The story for productivi­ty is similar. Since there’s not much in the way of new data to force a revision to beliefs about long-term productivi­ty, the 2016 projection for productivi­ty growth after 2020 is almost identical to that in used 2014.

So where did the downward revision come from? As far as I can tell, it’s a bit of a kludge that comes from Finance’s decades-old decision to outsource short- and medium-term forecastin­g to the private sector. I’ve argued elsewhere that this is a practice that should have ended long ago, and it needlessly complicate­s matters here. Although there’s almost no reason to think that the long-run outlook has changed since 2014, Finance has to link an unchanged trend to whatever short-term scenario is handed to them.

Their way of handling it is to sharply downgrade estimates for productivi­ty growth out to 2020 so that GDP growth between now and then would mimic the short-term forecast.

The growth rate of GDP reverts back to the original projection for the following 30 years, but at a level somewhere between 5 and 6 per cent lower than projected in 2014.

Since government revenues are roughly proportion­al to GDP, they are also revised downward by a similar amount.

Finance’s analysts have their hands tied, and this kludge is perhaps not the worst way of splicing the long-term projection to the short-term forecast.

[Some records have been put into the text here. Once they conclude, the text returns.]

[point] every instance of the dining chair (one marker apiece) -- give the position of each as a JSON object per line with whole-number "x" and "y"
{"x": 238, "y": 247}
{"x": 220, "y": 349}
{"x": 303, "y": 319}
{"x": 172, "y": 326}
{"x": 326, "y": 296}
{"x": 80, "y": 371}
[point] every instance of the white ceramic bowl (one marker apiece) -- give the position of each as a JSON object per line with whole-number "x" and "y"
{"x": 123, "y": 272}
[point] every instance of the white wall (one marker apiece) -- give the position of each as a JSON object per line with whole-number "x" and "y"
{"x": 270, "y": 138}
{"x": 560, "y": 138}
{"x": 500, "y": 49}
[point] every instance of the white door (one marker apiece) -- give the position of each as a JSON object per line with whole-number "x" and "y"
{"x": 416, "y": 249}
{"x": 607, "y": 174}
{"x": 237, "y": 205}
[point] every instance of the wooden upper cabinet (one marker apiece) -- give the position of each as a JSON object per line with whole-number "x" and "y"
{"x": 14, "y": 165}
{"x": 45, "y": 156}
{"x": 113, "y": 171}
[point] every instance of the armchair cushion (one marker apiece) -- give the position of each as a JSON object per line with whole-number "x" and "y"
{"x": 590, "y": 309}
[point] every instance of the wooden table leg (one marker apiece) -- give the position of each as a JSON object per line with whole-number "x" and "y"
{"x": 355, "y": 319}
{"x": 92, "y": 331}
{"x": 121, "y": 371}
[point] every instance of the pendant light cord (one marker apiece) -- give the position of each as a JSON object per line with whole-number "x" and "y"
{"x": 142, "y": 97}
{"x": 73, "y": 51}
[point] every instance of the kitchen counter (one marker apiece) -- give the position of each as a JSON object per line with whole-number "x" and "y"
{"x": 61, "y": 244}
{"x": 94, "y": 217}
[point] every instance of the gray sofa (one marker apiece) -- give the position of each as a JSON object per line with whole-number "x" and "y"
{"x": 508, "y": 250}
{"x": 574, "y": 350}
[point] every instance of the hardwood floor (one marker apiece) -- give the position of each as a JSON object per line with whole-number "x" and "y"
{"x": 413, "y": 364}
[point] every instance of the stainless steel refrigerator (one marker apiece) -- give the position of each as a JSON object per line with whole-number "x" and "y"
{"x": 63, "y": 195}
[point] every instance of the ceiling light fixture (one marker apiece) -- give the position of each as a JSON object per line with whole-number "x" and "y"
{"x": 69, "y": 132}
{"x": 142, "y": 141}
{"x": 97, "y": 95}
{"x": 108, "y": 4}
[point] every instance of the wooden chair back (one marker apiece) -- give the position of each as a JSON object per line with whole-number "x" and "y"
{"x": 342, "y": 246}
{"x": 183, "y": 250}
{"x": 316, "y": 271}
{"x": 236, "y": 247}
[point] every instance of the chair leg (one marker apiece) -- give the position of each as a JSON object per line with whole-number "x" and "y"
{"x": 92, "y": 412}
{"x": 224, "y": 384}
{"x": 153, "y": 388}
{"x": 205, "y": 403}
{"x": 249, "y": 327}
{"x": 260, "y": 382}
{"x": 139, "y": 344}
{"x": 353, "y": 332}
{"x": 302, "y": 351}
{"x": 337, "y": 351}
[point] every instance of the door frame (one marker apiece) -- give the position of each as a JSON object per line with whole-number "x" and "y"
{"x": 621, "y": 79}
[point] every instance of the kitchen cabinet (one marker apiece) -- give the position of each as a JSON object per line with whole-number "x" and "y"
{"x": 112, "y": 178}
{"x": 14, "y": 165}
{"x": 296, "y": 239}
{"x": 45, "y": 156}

But the informatio­n that has come available in the last 24 months can hardly justify a downward revision of the future paths of GDP and revenues by 6 per cent for the next 35 years.

The other important change in the outlook is on the spending side: federal expenditur­es in the 2016 scenario are set to be roughly 4 per cent higher (the equivalent of about 1.3 per cent of GDP, or $25 billion in today’s terms) throughout the projection horizon than they were in the 2014. The Conservati­ves’ 2014 projection left a lot of fiscal room — for instance, the federal debt was projected to be paid off by 2040 — and the Liberals have moved to occupy it.

Others have pointed out that the projection doesn’t make provisions for the expected surge in health expenditur­es as the population ages, that provincial debt-GDP ratios are increasing, and that there’s always the risk that a recession will blow public finances off course.

These risks are manageable, not least because the outlook for revenues is probably brighter than what the projection­s suggest.

But the news is in the revision, not the projection. And once again, the news is that the Liberal government is planning to spend more, run larger deficits, and to balance the budget even later than it had previously planned.

This pattern of everworsen­ing projection­s is more worrisome than the projection itself.

FINANCE’S ANALYSTS HAVE THEIR HANDS TIED.